そんな時にこの源泉所得税の納期の特例に関する申請書を提出して源泉税を納めるタイミングを毎月から半年に一回することができます。
ただし、源泉所得税の納期の特例に関する申請書は、従業員数が10名未満の場合に使える制度で、10名以上になると使えないのでご注意ください。
青色事業専従者給与に関する届出書
青色事業専従者給与に関する届出書とは、青色申告を行っている場合で生計を同じにしている家族に対して給与や賞与を支払い、経費にしたい場合に提出する届出書です。
青色事業専従者給与に関する届出書は青色申告を行っている方しか提出することができず、
この青色事業専従者給与に関する届出書がなければ、生計が同じの家族に支払う給与は経費にすることができません。
青色事業専従者給与に関する届出書には、家族の名前、続柄、年齢、勤務年数、仕事の内容、給与金額、賞与金額など詳細に記載して税務署へ提出します。
青色申告の承認申請書と同様、届出書の提出期限は開業日より2か月以内となっているのでご注意ください。
減価償却資産の償却方法の届出書
減価償却資産の償却方法の届出書は、減価償却の方法を定額法から定率法へ変更する際に提出する届出書です。
青色申告を行っている場合にはパソコンなど30万円以上の備品などを購入した場合、一旦資産に計上し、減価償却費として経費にしていきます。
減価償却の方法は毎年同じ金額を減価償却費として計上する定額法と購入し、早いタイミングで多額の減価償却費として計上する定率法があります。
定額法も定率法も経費にできる総額は変わりませんが、定率法の方が早めに経費出来るという意味で、一般的には定率法を選択したほうが資金繰り的には有利です。
減価償却資産の償却方法の届出書に定率法を選択する旨の記載を行い提出することで定率法を選択することができますが、提出しない場合には定額法しか選択することができません。
減価償却資産の償却方法の届出書は、他の届出書と比べて提出期限が遅く、最初の確定申告の提出期限が届出書の提出期限となっています
消費税課税事業者選択届出書
消費税課税事業者選択届出書は、海外amazon(アマゾン)、ebay(イーベイ)など輸出を行っている方で消費税還付を受ける場合に作成する届出書です。
消費税は、何の届出も行わなければ売上が1000万円超えた翌々年からスタートしますが、この消費税課税事業者選択届出書を提出すれば、事業開始初年度から消費税申告をスタートすることができます。

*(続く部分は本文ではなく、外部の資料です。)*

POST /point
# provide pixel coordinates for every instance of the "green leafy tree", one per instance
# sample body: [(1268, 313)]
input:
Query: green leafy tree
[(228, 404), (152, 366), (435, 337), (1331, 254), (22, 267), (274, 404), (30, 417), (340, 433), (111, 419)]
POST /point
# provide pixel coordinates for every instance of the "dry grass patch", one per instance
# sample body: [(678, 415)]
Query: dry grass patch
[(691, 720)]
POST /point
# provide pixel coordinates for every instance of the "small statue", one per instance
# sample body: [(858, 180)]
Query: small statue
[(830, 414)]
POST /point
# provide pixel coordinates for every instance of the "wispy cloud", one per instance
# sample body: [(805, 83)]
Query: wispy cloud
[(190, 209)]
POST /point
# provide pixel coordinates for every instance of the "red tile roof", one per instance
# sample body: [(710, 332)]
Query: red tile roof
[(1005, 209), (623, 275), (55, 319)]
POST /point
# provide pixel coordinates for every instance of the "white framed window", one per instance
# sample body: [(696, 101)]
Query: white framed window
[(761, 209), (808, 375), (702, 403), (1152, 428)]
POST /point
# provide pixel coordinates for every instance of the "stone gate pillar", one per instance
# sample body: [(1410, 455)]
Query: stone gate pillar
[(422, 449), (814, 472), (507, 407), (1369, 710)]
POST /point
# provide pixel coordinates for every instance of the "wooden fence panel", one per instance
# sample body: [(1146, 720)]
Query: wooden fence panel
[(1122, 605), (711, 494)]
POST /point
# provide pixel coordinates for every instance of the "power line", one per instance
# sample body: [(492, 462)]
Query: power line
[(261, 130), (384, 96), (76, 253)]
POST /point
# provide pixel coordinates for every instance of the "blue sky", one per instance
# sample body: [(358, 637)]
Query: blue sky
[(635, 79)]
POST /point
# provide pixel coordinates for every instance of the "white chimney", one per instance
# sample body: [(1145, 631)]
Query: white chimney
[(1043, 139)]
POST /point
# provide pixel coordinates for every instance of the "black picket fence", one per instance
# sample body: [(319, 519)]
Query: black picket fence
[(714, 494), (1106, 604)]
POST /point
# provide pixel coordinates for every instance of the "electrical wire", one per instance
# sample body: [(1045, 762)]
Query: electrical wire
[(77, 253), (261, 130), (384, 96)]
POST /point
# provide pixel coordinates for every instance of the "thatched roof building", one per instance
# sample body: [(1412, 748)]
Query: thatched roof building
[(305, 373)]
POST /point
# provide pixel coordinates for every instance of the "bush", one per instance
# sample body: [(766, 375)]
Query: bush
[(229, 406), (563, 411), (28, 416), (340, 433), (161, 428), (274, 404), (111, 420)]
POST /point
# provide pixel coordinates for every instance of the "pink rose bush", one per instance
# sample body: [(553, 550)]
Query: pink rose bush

開業した年は、開業した年の12月31日までに税務署に提出すれば、開業した年の仕入、経費にかかる消費税の還付を受けることができます。
この消費税課税事業者選択届出書を提出し、消費税申告をスタートした場合には、2年間消費税申告を行う義務が発生するので、国内販売を行う予定がある場合にはご注意ください。
消費税還付を受けた場合の詳しいメリットはこちら
消費税課税期間特例選択届出書
消費税課税期間特例選択届出書とは、消費税の申告回数を増やし、消費税の還付タイミングを年1回から4回、12回へ変更するための届出書です。
消費税の申告を3か月単位又は、1か月単位で行います。
消費税の還付回数、タイミングを早め、資金繰りを有利に行うためのものです。
この届を行った場合には、消費税課税事業者選択届出書の提出を行った場合と同様2年間の継続して消費税の申告の回数を増やす必要があるのでご注意ください。